Assistant Minority Floor Leader Gina Mitten added with Missouri’s budget woes, it made little sense to propose new spending.

“To have a State of the State with no budget and instead a bunch of proposals that are going to cost us dollars, a day after literally kicking kids off of a school bus, is problematic,” she said.

When asked if the state could sustain additional programs in the face of the budget crunch Missouri is currently experiencing, Beatty said the people of Missouri could look to Kansas to see what was in store for the Show-Me State.

“This is just a slower bus to Kansas,” Mitten added. “That’s all that we are on, but trust me, the destination is exactly the same.”

One of Greitens’ other major points during the speech was his commitment to law enforcement and preventing events like the Ferguson unrest from occurring again. Beatty noted Democratic proposals to fix some of the underlying causes of the unrest, like mistrust between communities and law enforcement as well as the small portion of police officers that misuse and abuse their power, had gone unnoticed by the Republican Legislature and now by Greitens.

“I am still concerned we are not addressing the underlying issues that caused Ferguson, until we do that, we really haven’t solved any of those problems,” she said. “We all respect our police officers and want to protect them, but we have not addressed those issues as to why we had Ferguson.“

Beatty’s Senate counterpart, Minority Floor Leader Gina Walsh used her statement to re-emphasize Democratic opposition to right-to-work legislation making its way through the House and Senate.
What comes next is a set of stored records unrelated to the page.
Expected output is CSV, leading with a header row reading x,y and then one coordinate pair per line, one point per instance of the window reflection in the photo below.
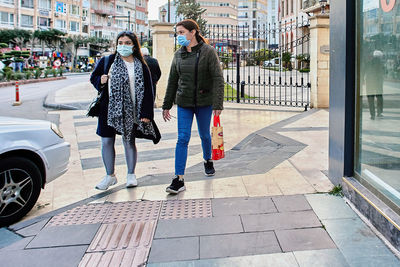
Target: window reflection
x,y
378,129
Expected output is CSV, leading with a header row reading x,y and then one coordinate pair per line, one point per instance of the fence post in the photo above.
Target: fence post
x,y
163,51
319,61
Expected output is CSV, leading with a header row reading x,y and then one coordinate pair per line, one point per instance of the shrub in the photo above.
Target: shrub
x,y
37,73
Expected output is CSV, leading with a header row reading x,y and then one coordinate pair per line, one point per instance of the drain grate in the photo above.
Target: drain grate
x,y
133,211
131,257
123,236
86,214
186,208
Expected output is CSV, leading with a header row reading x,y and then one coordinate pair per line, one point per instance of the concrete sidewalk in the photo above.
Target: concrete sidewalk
x,y
266,206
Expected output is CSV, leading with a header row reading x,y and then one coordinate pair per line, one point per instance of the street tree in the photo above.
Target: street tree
x,y
190,9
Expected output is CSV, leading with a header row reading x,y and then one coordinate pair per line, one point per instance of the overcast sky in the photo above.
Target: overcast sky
x,y
153,8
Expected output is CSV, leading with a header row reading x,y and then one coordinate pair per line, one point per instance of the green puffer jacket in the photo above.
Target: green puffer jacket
x,y
182,79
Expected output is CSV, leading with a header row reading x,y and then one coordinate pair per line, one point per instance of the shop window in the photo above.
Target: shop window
x,y
377,149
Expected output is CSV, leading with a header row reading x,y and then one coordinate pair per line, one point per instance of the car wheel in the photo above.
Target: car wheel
x,y
20,182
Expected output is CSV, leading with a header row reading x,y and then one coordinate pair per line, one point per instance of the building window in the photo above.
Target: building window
x,y
45,4
26,21
60,24
6,18
74,26
27,3
43,22
74,10
377,150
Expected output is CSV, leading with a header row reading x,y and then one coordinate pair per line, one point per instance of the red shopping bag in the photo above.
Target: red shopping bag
x,y
217,140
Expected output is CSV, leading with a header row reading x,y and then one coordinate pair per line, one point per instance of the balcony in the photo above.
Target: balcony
x,y
313,5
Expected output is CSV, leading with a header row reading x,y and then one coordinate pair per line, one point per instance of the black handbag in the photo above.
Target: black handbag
x,y
94,107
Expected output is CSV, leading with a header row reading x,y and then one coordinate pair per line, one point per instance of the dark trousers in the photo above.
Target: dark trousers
x,y
371,104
She pointed to the fact Missouri led all surrounding states in manufacturing growth last year and the state’s record employment numbers achieved under former Gov. Jay Nixon.
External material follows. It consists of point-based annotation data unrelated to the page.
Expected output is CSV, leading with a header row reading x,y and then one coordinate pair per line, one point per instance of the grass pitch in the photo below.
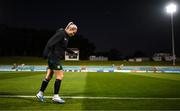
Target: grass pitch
x,y
139,91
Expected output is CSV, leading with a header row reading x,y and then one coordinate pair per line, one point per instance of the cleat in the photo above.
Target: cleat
x,y
40,97
57,99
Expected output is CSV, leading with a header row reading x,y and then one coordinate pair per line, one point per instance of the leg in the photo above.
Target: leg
x,y
59,76
46,80
44,84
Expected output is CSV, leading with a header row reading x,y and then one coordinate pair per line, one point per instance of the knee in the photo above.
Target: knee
x,y
60,76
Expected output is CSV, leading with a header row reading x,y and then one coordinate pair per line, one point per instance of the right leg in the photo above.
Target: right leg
x,y
46,80
44,84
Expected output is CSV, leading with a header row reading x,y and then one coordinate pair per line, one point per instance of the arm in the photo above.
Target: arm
x,y
55,39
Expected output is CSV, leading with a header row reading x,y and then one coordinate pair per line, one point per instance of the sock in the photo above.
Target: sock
x,y
57,85
40,93
44,85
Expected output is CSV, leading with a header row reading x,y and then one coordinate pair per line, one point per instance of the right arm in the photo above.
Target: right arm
x,y
55,39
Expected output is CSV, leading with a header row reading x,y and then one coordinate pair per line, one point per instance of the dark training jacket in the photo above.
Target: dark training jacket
x,y
57,45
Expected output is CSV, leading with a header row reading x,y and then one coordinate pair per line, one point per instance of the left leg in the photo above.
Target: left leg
x,y
59,76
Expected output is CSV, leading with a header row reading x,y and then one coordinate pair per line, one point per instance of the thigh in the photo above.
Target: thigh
x,y
54,64
49,74
59,74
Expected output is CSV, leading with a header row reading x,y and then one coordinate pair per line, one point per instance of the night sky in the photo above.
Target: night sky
x,y
128,25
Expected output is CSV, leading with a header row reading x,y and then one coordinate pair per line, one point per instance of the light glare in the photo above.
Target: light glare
x,y
171,8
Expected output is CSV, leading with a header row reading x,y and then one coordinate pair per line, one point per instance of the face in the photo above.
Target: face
x,y
71,31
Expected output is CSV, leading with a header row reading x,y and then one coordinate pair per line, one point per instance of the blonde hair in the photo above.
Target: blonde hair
x,y
71,25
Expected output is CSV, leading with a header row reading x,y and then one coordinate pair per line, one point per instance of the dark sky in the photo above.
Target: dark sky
x,y
128,25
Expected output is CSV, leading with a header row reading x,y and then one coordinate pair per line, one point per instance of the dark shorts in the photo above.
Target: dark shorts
x,y
54,64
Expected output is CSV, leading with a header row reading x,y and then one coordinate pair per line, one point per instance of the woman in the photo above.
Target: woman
x,y
54,52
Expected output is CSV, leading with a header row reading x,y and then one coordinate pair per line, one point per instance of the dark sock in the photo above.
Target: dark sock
x,y
44,85
57,85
“These are important points to make, because behind every one of those statistics is a hardworking, real person, who is trying to make ends meet. They’re raising families, saving for college and trying to live a good life,” she said. “That’s why it’s up to all of us who serve in elected office – from the General Assembly all the way to the governor’s office – to respect these workers, to stand with these workers, and to protect them from government overreach and bureaucratic meddling.”

Beatty added that right-to-work should go before voters.

Conservatives pleased with Greitens’ first remarks

On the other hand, Republicans and the business community praised Greitens’ speech.

Missouri Republican Party Chairman Todd Graves said Greitens had upheld his campaign promise of taking the state in a new direction.

“Missouri now has a Governor who isn’t afraid to make tough decisions as he forges the path to a balanced budget, economic prosperity for businesses and families and strong support for our law enforcement officers,” Graves said. “Not only do I commend Governor Greitens on his leadership, I am honored to work alongside him as we continue to take Missouri in a positive direction for all people.”

Missouri Chamber of Commerce President and CEO Dan Mehan was even more complimentary, especially given the fact the Missouri Chamber was one of the few organizations to support Greitens during his election.

“We knew we were backing someone who would do what he said and follow through,” he said. “We had that confidence in Eric and this is perfect evidence to see that… We’re very confident and we’re optimistic about the prospects.”

Additionally, he also credited Greitens for promoting a “pro-business agenda,” especially with mentioning right-to-work and tort reform efforts like the collateral source rule change and the adoption of Daubert expert witness standards early in his speech.